Yıllardır Türkiye ile aramızda protokoller imzalanır.Benim toplum tepkisi ile birlikte anlamlandırarak yorumlayabildiklerimin ilki 2000’deki “Kalkınma Paketi”dir. Çünkü o dönemde, üniversiteden mezun olup adaya dönmüş ve bilfiil ekonomik yaşama dahil olup neyin ne olduğunu anlayacak olgunluğa erişmiştim herhalde.

Sonra fark ettim ki, bu protokoller imzalanır. Bir çok süslü laflar içerir. Bu lafların en süslüleri KKTC’nin geliştirilmesi ile ilgilidir. Ancak son 20 yılda o süslü laflardan bizi bir punto yukarıya taşıdılar mı emin olamayız…

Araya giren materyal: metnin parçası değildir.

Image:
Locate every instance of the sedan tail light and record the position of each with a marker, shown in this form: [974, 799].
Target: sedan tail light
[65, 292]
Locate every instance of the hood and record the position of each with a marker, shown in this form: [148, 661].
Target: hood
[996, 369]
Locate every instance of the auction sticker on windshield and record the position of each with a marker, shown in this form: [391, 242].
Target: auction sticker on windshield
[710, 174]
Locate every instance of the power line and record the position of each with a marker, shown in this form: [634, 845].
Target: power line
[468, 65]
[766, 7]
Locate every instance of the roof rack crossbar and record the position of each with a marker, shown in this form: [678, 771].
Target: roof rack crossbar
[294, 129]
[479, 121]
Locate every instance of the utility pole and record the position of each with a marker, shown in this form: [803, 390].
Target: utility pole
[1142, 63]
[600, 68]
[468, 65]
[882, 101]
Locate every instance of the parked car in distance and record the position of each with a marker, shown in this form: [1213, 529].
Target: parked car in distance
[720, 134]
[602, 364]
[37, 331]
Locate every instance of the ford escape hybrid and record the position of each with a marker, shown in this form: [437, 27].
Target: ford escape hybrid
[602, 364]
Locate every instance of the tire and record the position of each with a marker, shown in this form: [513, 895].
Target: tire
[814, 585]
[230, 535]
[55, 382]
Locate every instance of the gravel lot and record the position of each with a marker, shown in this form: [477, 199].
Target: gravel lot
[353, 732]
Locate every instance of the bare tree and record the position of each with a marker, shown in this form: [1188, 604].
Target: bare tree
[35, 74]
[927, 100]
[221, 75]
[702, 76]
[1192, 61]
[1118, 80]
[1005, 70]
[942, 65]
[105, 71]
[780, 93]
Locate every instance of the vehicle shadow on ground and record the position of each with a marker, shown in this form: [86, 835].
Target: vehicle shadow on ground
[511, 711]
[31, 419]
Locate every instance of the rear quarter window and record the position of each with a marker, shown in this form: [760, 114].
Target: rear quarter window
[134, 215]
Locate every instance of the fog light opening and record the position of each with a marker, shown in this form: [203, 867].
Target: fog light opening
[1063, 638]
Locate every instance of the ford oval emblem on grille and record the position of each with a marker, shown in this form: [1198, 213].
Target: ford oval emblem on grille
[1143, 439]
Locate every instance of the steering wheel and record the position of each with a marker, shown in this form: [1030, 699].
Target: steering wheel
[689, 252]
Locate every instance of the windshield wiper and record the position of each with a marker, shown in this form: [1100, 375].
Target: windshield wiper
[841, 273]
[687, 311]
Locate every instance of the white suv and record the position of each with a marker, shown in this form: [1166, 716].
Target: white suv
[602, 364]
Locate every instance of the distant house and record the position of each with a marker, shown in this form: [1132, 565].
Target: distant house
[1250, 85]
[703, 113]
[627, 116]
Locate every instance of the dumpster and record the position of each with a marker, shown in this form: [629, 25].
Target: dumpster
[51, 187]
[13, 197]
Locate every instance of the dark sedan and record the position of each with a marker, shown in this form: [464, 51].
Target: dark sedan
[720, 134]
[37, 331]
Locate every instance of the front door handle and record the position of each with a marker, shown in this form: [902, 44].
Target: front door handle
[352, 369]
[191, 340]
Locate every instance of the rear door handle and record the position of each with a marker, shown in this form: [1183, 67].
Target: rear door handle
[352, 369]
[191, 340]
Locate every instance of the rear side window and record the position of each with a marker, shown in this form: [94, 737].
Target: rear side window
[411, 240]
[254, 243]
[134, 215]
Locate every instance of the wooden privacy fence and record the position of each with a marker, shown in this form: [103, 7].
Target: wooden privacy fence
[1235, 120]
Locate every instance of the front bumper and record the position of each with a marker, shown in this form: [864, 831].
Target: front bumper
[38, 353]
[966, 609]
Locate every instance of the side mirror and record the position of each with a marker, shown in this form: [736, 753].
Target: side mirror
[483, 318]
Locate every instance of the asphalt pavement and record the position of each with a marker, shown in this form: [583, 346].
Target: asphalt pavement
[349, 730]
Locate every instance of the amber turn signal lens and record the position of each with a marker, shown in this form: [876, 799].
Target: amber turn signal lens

Kâh uyulur; kâh uyulmaz. Ancak protokolün karşı tarafı kendisi ile ilgili olan her türlü faydaya erişir, sözünü geçirir.

Bu hususta çeşitli vecizeler var bilirsiniz. Mesela “Davul bizim elimizde, tokmak başkasının” vurgusunu bilmeyeniniz yoktur. Ya da çizme aşan generali…

Ne aşılan çizmeler bitti ne de biz tokmağı ele geçirebildik. Yine de protokollerden pek bir fayda sağlayamadığımız halde, imzalamaya devam ettik. Boğaz tokluğuna çalışıp arpa boyu yol kat etmeyen sıfıra sıfır, elde var sıfır modunda devam ettik durduk.

Tercihimiz buydu herhalde. Çünkü bunu sürdürenleri de hep dediğimiz gibi, biz seçtik!

***

Gariptir: Daha tepki toplamayan tek bir protokole rastlamadım ben. Her ne hikmetse tepkiler kabarır, sonunda kaybedilenlere alışıp yolumuza devam ederiz. Saman alevi gibiyiz vesselam!

Protokol koşullarından sonuçlananlar hep karşı tarafın faydasına, bizim se adım adım kendimizin dışına doğru gerilememize kazdığı çukurlarla yenilenir durur.

Bu seneki de öyle mi, göreceğiz(!)

***

Neymiş?

Kamuya, geçiciler dahil istihdam edileceklerin sayısı, geçen yıl kamudan ayrılanlardan fazla olmayıp; denetleyici komisyonlar kurulacakmışşş!

Hükümet, bürokrasi, kamu yönetimi ne yapıyor diye soracağım. Dilim varmıyor, cevabını bildiğim için.

Dijitalleşemeyen ve teknolojiyi henüz kullanmayan bir kamu işleyişinde insan kaynağına duyulan ihtiyaç göz göre göre nasıl görmezden gelinir bilemiyoruz. Bu arada dijitalleşme de tıpku elektrik ve sonradan çıkan “gaz” gibi enterkonnekte devam edecekmiş Türkiye ile. Bu durumda göbek bağı, hızla siyam ikizliğine terfi etmekte.

Mühim değil elbet(!)

***

Elektriğe gazı da eklediler suyu bitirdikten sonra. Susuz kalmaya 3 ay varken, enterkonnekte ile elektriksiz kalacağımız günleri çağırmaya mı hevesleniyoruz dersem biraz sert bir soru olur yanlışım yoksa. O nedenle bunu da sormayıp Aziz Nesin’in “Dubakalin’olcek?” hikayesine vurgu yapacağım. O hikayede evine kadar onu takip eden adamın önce eve, sonra yatak odasına, sonra da yatağa kadar kendisini takip eden adamla ilgili kadının kocasına hayretle anlattığı hikayesinden bahsediyorum. Bilmeyenlerin açıp okumasını tavsiye ederim.

***

Algınızı sorsam:

Yolunda gidiyor muyuz, yokısa gitmiyor muyuz?

Kalbinize ve aklınıza aynı anda danışın lütfen.

Eğer sizin için işler yolundaysa sizin tuzunuz kurumuş demektir. Yok eğer biz gibi hissediyorsanız beni anlıyorsunuzdur.

Öte yandan daha da endişe verici olan şu ki, yolunda gitmeyenler, pandemideki olumsuzluklardan kaynaklanmıyor. Bizim olağan halimiz anlayacağınız.

Oysa hayalini kurduğum, her şeyi en baştan mis gibi yapılandırabilirdik. Tam da zamanıydı. Bir siyasal parti de bu sloganı kullanmıyor muydu?

Tam zamanı!

Değilmiş demek… Ben gene iyi okuyamıyorum belki olan bitenleri.

Biraz endişeyle takip ediyorum hayatı sanırım.

“Harekete geçmek önemlidir”. Bizden önce yetkilendirilmişlerin harekete geçmesi daha önemlidir. Bizler etkisiziz(!) ne de olsa.